By the time Casualties came out of the press in 1970, the poems of J P Clark had acquired an incontestable canonical status. After Casualties, the pause between every other J P Clark volume became a kind of multiplied caesura. Perhaps, only the poems of Wole Soyinka have that selfsame quality from among the poets in that generation. The poems of Afam Akeh and Harry Garuba in this epoch share the same characteristic. These days, every new collection of poems is an ‘event’ but it is instructive to remind ourselves of the collections that helped us define the event. This is why it is important to have poets of the gravity of Clark in any literary tradition.
Yet, Clark wrote of illusions and the metaphysical with a vividness and immediacy that arrests the reader. He suffers no foolishness gladly and he is as firm in his original stand on issues now as he ever was. This is gladdening. The debt that poets coming after Clark owe him is large. It consists, largely, of incorporating the innovations of his time into that emerging body of works known as contemporary African poetry.
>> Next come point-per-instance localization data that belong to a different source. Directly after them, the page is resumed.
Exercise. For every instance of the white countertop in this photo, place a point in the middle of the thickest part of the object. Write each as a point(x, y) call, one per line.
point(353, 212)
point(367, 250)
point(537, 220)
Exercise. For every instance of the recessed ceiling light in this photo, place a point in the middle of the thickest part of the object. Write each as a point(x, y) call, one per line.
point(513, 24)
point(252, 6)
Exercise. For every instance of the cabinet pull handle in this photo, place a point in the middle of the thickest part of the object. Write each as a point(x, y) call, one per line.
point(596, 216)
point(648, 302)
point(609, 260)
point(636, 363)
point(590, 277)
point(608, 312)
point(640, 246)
The bar, as Clark has raised it, is high. But this is precisely what poets do. He has set it because of an abiding confidence in the poetic progeny to raise it even higher.
So, what is the defining essence of Clark’s poetic vision? Collected Poems seem to spur these kinds of question. I suggest that though there will be many (perhaps equally valid) readings of this essential poet, his most valuable contribution would be the elevation of the poetic diptych into an idiom, a currency, a way of framing life and discourse. I have read these collected poems and I have come away with a very vivid sense of Clark’s gift to his audience. Life is not a single frame of reference, it is plural. It is possible, without any sense of contradiction, to contemplate the fate of those we will not see again on this side of existence and yet look the sun full in the face. Yes, there is gravid and intimate sorrow in this world but yes, too, to the sweetness and light in it. This is what poets of all the ages set out to help humankind understand. This is what Clark does so well with his poetic imagination, his diptych, his undimmed and abiding stream of rare consciousness.